Пахучая, крепкая жидкость приятно обожгла рот и все нутро. Иван стал жевать за обе щеки. Эх, и рыбка же — силява! Даже косточкой не уколешься!..

— Вот и я говорю, — начал старик, старательно двигая седой бородкой, — ручка бы та отсохла, что головы не слушает.

— Ты опять про подсочку?

— А что ж! Разве ж это порядок! Весь Переймовский бор подсочили! Над самым озером! Я еще, не при вас будь сказано, голозадый бегал, а он уже стоял. Две войны выстоял, а теперь вот нашелся дурак — на сруб его!..

— Вы, батя, ешьте, — тихо отозвалась полненькая чернобровая Маня. — Стоял он и будет стоять…

— Повалят, доченька! Год-два, и повалят! Потому и подсочку сделали… А ты чего скалишься?

Иван, отсмеявшись, спросил:

— Так ты его пожалеть собрался?
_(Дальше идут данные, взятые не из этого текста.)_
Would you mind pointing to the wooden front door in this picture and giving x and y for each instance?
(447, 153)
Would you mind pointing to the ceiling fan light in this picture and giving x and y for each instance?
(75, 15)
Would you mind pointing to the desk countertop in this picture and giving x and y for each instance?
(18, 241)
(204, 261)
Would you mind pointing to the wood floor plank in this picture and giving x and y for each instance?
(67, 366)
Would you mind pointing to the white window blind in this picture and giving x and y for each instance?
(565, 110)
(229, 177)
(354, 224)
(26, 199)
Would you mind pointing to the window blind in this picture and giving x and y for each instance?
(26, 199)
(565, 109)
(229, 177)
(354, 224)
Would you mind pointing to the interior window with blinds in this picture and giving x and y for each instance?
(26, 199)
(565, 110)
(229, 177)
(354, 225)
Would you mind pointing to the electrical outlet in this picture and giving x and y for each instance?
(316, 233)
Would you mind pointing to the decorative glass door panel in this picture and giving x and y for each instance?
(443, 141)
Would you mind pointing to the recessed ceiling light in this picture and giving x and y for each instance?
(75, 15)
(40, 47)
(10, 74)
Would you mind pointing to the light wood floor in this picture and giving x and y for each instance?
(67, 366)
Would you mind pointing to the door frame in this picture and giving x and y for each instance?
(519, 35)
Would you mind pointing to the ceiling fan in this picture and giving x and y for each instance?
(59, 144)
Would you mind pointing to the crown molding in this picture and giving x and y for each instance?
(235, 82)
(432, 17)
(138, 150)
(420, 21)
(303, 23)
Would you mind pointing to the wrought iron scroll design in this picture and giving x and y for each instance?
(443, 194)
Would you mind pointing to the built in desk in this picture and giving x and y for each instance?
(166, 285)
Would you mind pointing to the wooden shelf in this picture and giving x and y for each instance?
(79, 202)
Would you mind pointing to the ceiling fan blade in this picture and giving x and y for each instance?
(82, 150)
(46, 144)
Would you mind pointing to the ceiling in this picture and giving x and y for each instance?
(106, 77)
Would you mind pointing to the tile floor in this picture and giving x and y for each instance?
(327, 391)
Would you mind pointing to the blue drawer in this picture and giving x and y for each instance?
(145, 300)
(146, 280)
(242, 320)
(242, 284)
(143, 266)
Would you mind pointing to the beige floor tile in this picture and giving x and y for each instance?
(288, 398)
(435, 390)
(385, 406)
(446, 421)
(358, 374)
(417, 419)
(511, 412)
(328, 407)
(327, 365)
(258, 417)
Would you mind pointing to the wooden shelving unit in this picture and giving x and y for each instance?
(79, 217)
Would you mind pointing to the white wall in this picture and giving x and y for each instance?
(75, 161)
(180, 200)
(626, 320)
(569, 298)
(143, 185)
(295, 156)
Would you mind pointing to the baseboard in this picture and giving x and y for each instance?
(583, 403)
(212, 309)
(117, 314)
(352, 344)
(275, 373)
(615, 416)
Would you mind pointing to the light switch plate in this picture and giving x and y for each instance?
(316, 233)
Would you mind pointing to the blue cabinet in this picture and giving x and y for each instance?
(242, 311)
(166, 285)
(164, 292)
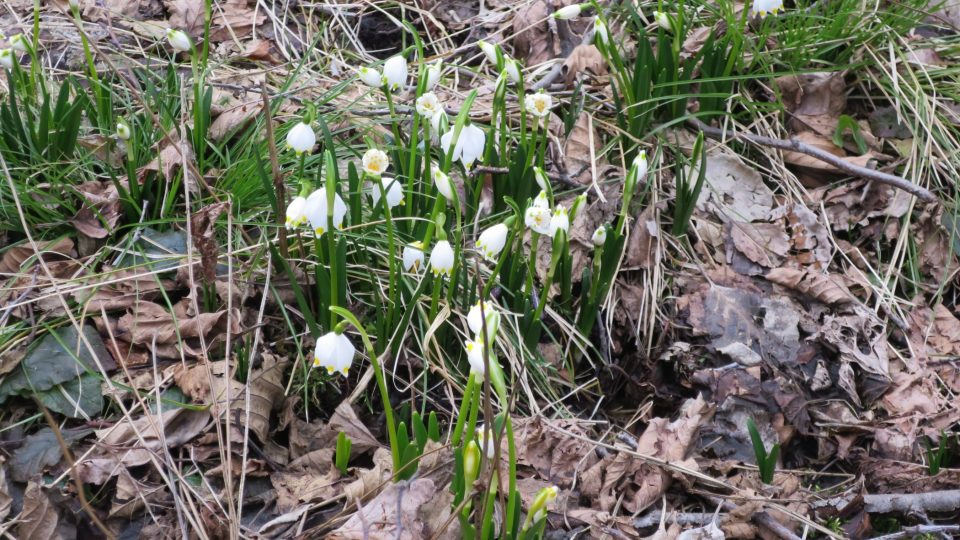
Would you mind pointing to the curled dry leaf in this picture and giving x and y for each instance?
(733, 190)
(823, 287)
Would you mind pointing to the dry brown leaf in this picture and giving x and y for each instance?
(232, 119)
(733, 190)
(101, 209)
(586, 60)
(823, 287)
(39, 518)
(399, 505)
(14, 258)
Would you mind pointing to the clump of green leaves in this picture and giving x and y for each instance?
(766, 462)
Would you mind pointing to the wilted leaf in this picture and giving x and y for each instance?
(41, 450)
(584, 60)
(734, 190)
(401, 504)
(39, 518)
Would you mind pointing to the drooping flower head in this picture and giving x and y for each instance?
(375, 162)
(301, 138)
(442, 259)
(179, 40)
(334, 352)
(539, 103)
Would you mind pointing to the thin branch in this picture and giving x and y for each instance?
(795, 145)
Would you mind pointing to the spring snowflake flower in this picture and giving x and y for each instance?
(334, 352)
(18, 43)
(537, 219)
(442, 259)
(600, 32)
(539, 104)
(568, 12)
(489, 49)
(475, 320)
(297, 212)
(469, 145)
(475, 357)
(6, 58)
(640, 164)
(442, 181)
(179, 40)
(413, 257)
(394, 191)
(599, 237)
(370, 77)
(762, 7)
(512, 68)
(301, 138)
(317, 212)
(433, 75)
(395, 72)
(375, 162)
(559, 221)
(491, 241)
(428, 105)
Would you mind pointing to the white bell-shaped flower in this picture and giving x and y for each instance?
(428, 105)
(413, 257)
(395, 72)
(476, 315)
(442, 259)
(370, 77)
(179, 40)
(537, 219)
(375, 162)
(560, 220)
(317, 212)
(489, 50)
(599, 237)
(539, 103)
(568, 12)
(334, 352)
(470, 144)
(394, 191)
(762, 7)
(6, 58)
(301, 138)
(475, 353)
(512, 68)
(434, 71)
(442, 181)
(297, 212)
(491, 241)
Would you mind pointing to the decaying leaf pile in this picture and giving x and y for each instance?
(784, 306)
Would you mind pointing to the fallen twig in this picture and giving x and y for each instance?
(795, 145)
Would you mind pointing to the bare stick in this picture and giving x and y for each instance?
(275, 169)
(795, 145)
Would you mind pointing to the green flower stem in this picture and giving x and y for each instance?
(464, 410)
(392, 290)
(395, 126)
(381, 383)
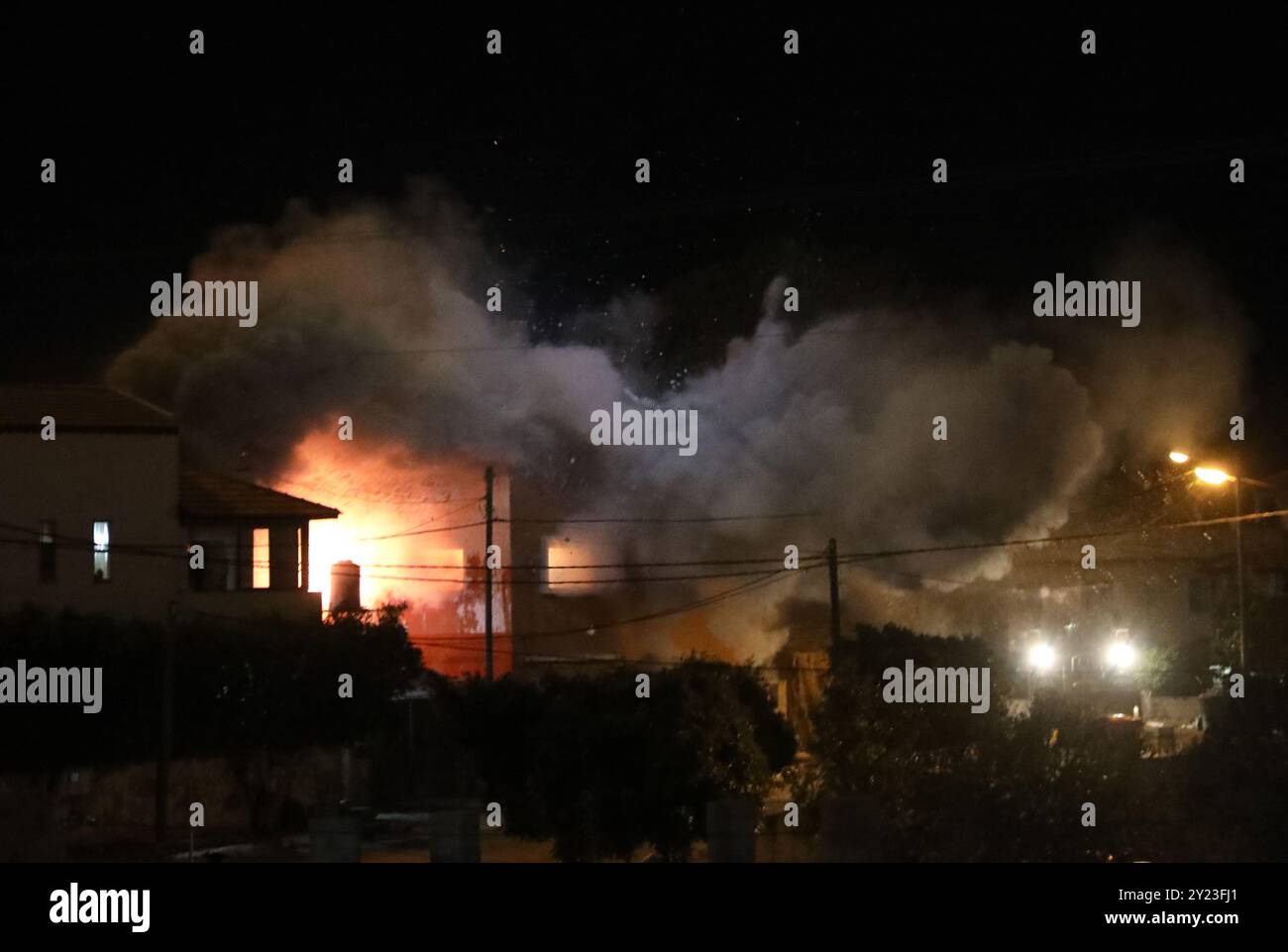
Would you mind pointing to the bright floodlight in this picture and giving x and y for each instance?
(1212, 476)
(1041, 657)
(1121, 656)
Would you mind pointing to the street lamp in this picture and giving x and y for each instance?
(1215, 476)
(1121, 656)
(1041, 657)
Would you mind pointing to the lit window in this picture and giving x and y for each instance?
(450, 566)
(562, 576)
(48, 553)
(259, 560)
(102, 556)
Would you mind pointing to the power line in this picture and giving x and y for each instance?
(666, 519)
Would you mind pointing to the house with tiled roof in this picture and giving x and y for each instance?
(99, 515)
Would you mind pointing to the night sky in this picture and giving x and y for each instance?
(815, 165)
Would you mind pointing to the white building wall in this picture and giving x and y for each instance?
(128, 478)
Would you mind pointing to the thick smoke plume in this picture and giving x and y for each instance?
(378, 313)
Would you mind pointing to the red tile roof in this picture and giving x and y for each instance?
(205, 495)
(80, 407)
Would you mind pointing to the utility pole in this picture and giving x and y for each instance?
(162, 793)
(835, 590)
(1237, 548)
(487, 575)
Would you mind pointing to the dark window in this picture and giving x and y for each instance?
(1201, 595)
(48, 552)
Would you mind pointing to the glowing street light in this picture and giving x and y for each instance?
(1041, 657)
(1121, 656)
(1212, 476)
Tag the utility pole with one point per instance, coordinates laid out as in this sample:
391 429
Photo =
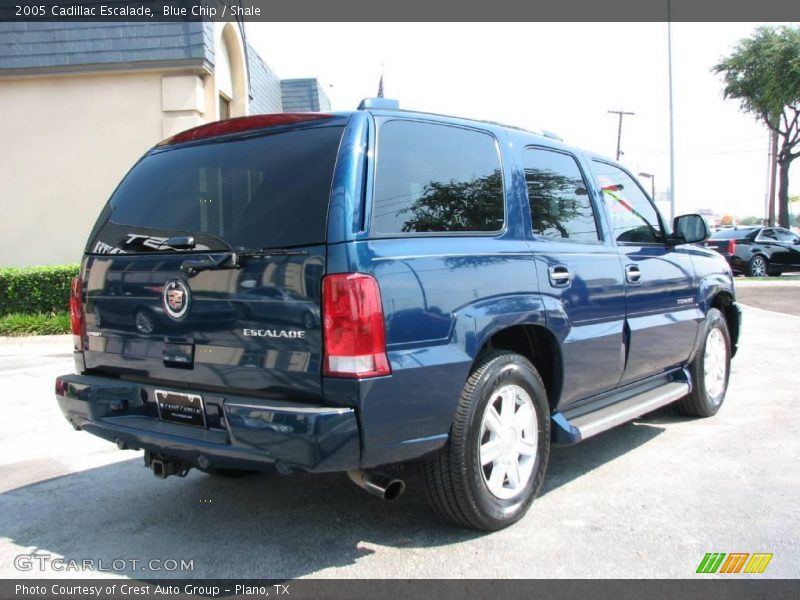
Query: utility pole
621 114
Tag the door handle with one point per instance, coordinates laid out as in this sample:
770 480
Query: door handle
633 274
559 275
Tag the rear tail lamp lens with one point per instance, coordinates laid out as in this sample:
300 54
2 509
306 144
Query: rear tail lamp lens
353 327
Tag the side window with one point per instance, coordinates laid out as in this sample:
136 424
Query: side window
558 198
436 178
634 219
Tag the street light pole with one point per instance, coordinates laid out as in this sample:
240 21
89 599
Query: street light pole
621 114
С пилой?

Старик вскипел, даже руку с ломтем хлеба поднял.

— Готовое, то что на дворе лежит, каждый дурень взять может! Ты мне не тыкай этим поленом в нос! Сам с головой, знаю, что делаю!..

— А ты бы помолчал! — накинулась на Ивана жена. — Ешь да иди куда надо! Я вам, батя, еще вот… Нашел, над кем скалить зубы!

Она захлопотала у шестка и вернулась оттуда к столу с большой кружкой чаю, заваренного на липовом цвете. С той самой, как туча, липы, что за гумном. Потом принесла желтый глиняный горшочек с медом и чистую ложку.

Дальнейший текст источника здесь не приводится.